Redundancy Situations: Employer’s Failure to Notify and Personal Liability
The answer is both.
Former officers of CityLink and USC (parts of Sports Direct) are to go on trial, and may be found personally liable, for precisely this reason.
This serves as a timely reminder that company officers should be aware of their obligations under the Trade Union and Labour Relations (Consolidation) Act.
It is a legal requirement for an employer to give notice (30 or 45 days) to the Secretary of State in a prescribed form when there is to be a collective redundancy (the proposed dismissal of 20+ employees in a 90 day period). A copy of that notice must also be given to appropriate employee representatives. Exceptions to this requirement are very limited.
In cases of non-compliance, the focus has previously been on fines imposed on the employer. However, it is also the case that where failure to provide statutory notification was the result of consent, connivance or neglect by any director, manager, secretary or other similar officer they, as well as the company, will be guilty of the offence.
In the case of CityLink, two directors and a non-executive director are to go on trial.
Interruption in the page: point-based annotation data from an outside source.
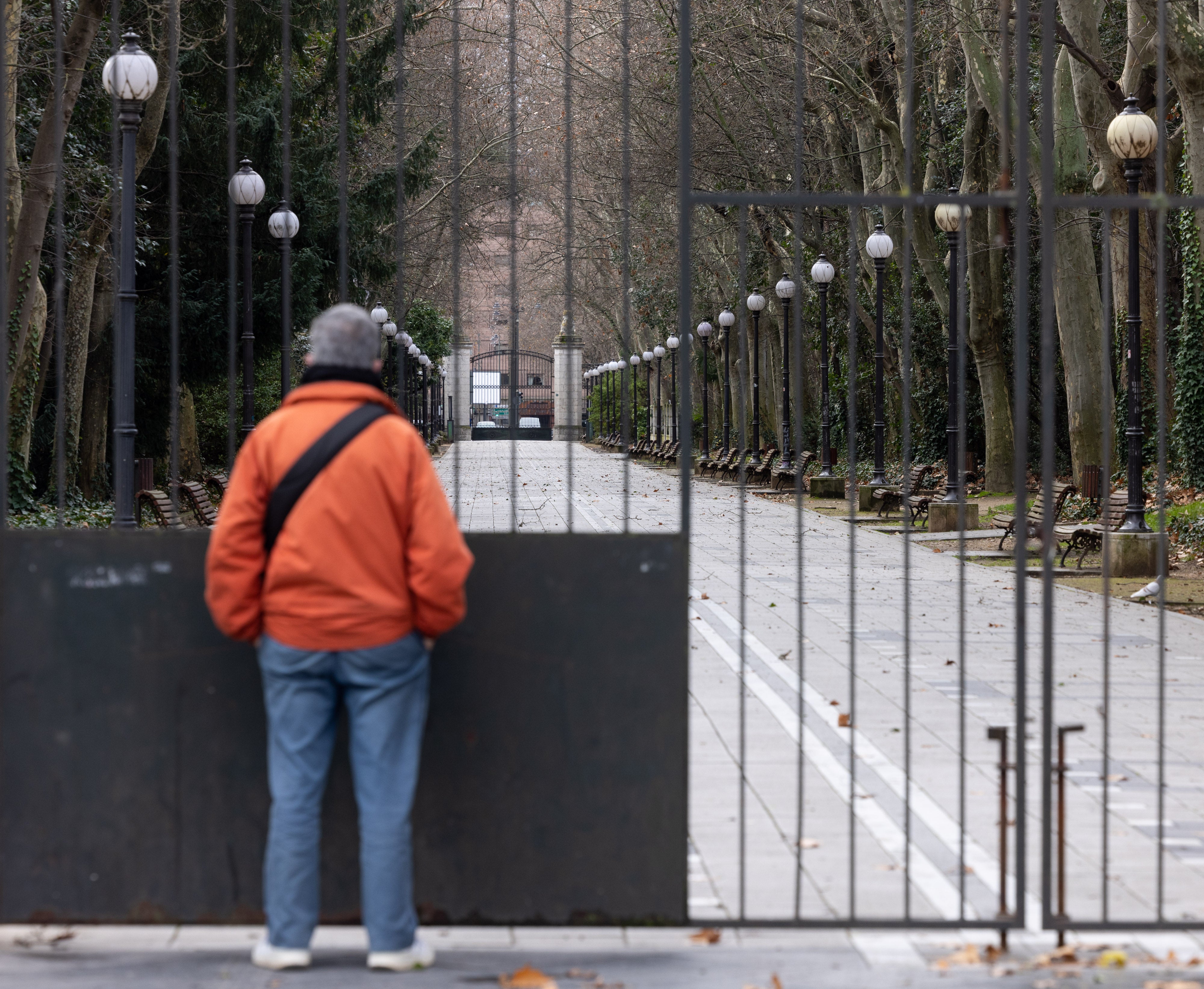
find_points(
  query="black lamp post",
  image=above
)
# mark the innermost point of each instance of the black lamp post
(284, 225)
(380, 316)
(247, 189)
(634, 360)
(408, 393)
(756, 304)
(705, 331)
(880, 247)
(131, 77)
(822, 275)
(391, 357)
(674, 343)
(786, 290)
(615, 397)
(659, 352)
(1132, 138)
(648, 388)
(949, 218)
(728, 319)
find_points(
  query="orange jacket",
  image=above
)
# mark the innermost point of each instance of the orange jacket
(370, 552)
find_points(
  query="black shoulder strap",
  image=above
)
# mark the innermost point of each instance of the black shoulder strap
(311, 464)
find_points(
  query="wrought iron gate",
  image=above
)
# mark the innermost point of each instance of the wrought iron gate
(522, 381)
(907, 802)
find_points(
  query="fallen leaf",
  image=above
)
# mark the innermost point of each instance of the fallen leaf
(527, 978)
(964, 956)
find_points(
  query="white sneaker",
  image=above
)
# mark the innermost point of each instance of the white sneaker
(268, 956)
(417, 956)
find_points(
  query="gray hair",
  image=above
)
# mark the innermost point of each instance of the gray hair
(345, 336)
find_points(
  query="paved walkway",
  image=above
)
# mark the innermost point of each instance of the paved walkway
(574, 958)
(854, 780)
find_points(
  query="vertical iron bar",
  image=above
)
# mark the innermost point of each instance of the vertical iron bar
(287, 194)
(570, 247)
(686, 254)
(800, 610)
(174, 236)
(1161, 361)
(961, 247)
(742, 578)
(627, 233)
(514, 156)
(910, 234)
(1020, 454)
(341, 56)
(457, 317)
(852, 282)
(4, 263)
(232, 235)
(61, 473)
(1106, 389)
(1049, 422)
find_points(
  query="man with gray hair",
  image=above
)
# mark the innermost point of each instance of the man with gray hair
(338, 555)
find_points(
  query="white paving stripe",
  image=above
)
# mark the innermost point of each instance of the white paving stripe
(928, 878)
(939, 821)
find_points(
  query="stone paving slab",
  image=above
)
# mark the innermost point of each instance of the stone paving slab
(575, 958)
(940, 649)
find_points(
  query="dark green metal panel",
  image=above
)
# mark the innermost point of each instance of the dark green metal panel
(554, 777)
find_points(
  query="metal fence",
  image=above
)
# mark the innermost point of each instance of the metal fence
(861, 774)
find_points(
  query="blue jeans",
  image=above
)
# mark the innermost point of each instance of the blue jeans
(386, 690)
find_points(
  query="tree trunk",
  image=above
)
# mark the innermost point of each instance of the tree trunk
(985, 319)
(190, 447)
(91, 474)
(22, 400)
(39, 194)
(13, 59)
(1077, 287)
(90, 251)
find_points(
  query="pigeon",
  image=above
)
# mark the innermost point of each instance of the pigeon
(1149, 591)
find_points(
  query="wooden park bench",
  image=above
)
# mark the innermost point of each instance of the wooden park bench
(1087, 537)
(783, 474)
(162, 509)
(735, 465)
(716, 464)
(1035, 518)
(764, 472)
(194, 496)
(912, 489)
(217, 484)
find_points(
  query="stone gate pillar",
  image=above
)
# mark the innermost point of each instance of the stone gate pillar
(566, 373)
(461, 389)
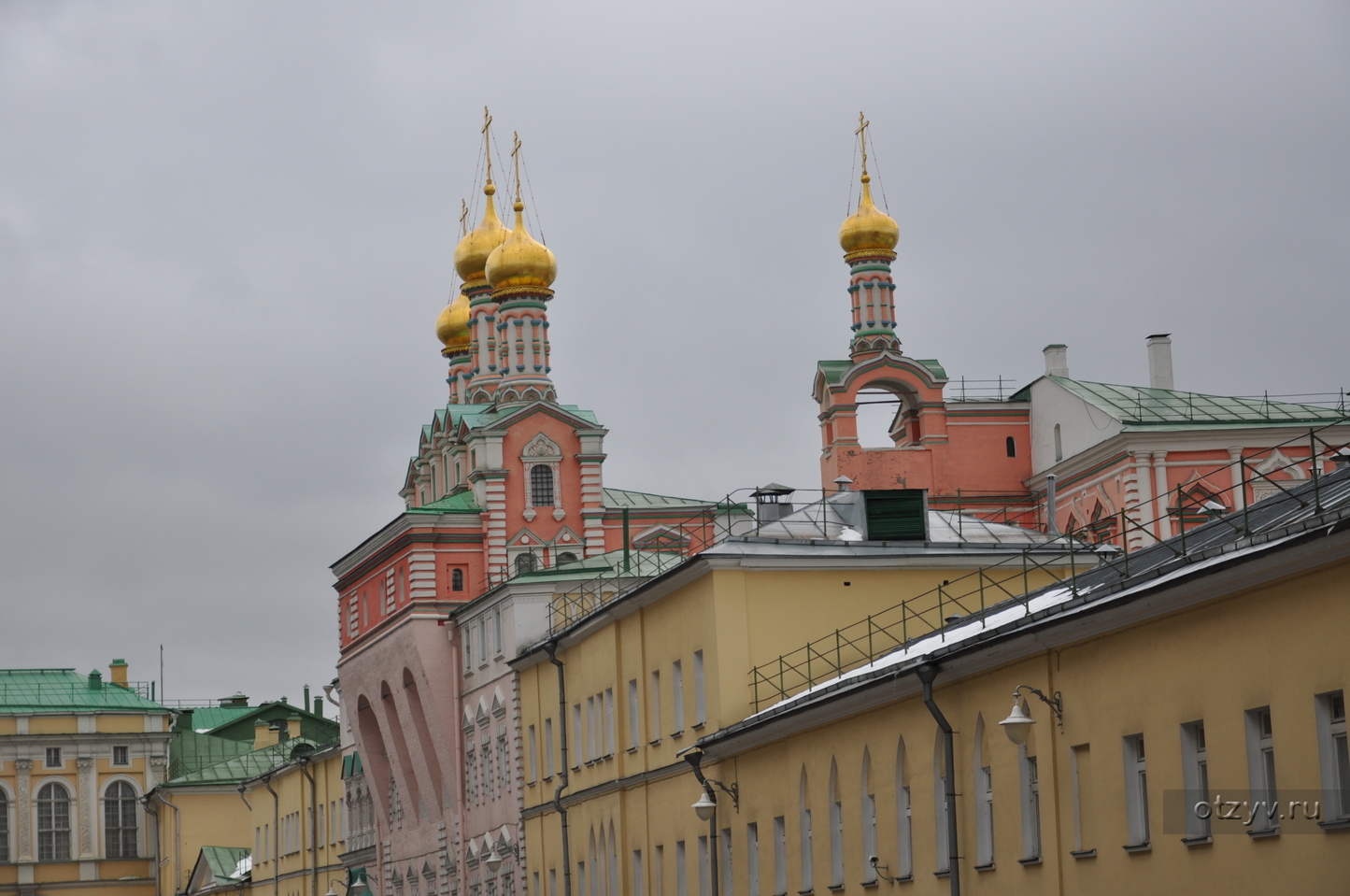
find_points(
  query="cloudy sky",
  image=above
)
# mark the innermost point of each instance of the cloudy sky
(226, 231)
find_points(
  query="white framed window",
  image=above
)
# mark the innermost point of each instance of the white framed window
(700, 692)
(634, 722)
(1135, 791)
(752, 860)
(1195, 779)
(654, 702)
(780, 856)
(1334, 752)
(678, 696)
(1261, 772)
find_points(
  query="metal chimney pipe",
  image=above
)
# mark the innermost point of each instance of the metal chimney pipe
(1159, 361)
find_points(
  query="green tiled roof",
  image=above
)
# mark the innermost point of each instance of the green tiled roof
(1140, 406)
(66, 691)
(460, 502)
(618, 498)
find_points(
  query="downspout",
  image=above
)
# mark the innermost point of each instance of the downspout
(551, 647)
(276, 835)
(178, 842)
(313, 825)
(926, 674)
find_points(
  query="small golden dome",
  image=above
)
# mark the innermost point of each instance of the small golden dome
(452, 325)
(521, 261)
(473, 251)
(868, 227)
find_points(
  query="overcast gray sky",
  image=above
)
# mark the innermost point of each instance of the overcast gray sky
(226, 231)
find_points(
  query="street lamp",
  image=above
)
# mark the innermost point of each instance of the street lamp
(1018, 723)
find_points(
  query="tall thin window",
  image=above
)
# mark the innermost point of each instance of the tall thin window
(678, 696)
(779, 856)
(119, 820)
(53, 823)
(542, 486)
(1195, 776)
(1030, 807)
(700, 694)
(654, 702)
(1334, 750)
(1135, 791)
(752, 859)
(1261, 771)
(903, 817)
(634, 723)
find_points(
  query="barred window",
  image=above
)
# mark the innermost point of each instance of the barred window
(542, 486)
(53, 823)
(119, 820)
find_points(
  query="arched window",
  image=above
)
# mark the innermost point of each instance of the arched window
(542, 486)
(5, 828)
(119, 820)
(53, 823)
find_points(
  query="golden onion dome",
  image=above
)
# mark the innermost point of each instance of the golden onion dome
(452, 325)
(868, 227)
(521, 261)
(473, 251)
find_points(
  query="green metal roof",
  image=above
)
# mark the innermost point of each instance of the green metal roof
(618, 498)
(458, 502)
(24, 691)
(1140, 406)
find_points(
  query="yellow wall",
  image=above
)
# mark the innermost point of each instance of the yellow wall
(1273, 647)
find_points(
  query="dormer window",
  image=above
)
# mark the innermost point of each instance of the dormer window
(542, 486)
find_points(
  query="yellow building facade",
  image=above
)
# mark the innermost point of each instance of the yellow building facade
(78, 755)
(1199, 683)
(655, 670)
USC’s officer was a company secretary (and is now Sports Direct’s Chief Executive).
The law has been in force for over 20 years but rarely used.
CityLink was a huge wake up call, with almost three thousand redundancies, which cost the government an estimated £5 million in statutory redundancy pay. It also led to MP’s urging an overhaul of the insolvency system to better aid workers.
If convicted as an individual, company officers can face a criminal conviction, fine and potentially a period of disqualification as a director. The fine, previously capped at £5,000, is now unlimited for offences committed after 12 March 2015.
The cases of CityLink and USC may be indicative of a change in approach by BIS and an increased likelihood of prosecutions of individuals in the future. Employers, and their officers, need to be clear of their responsibilities.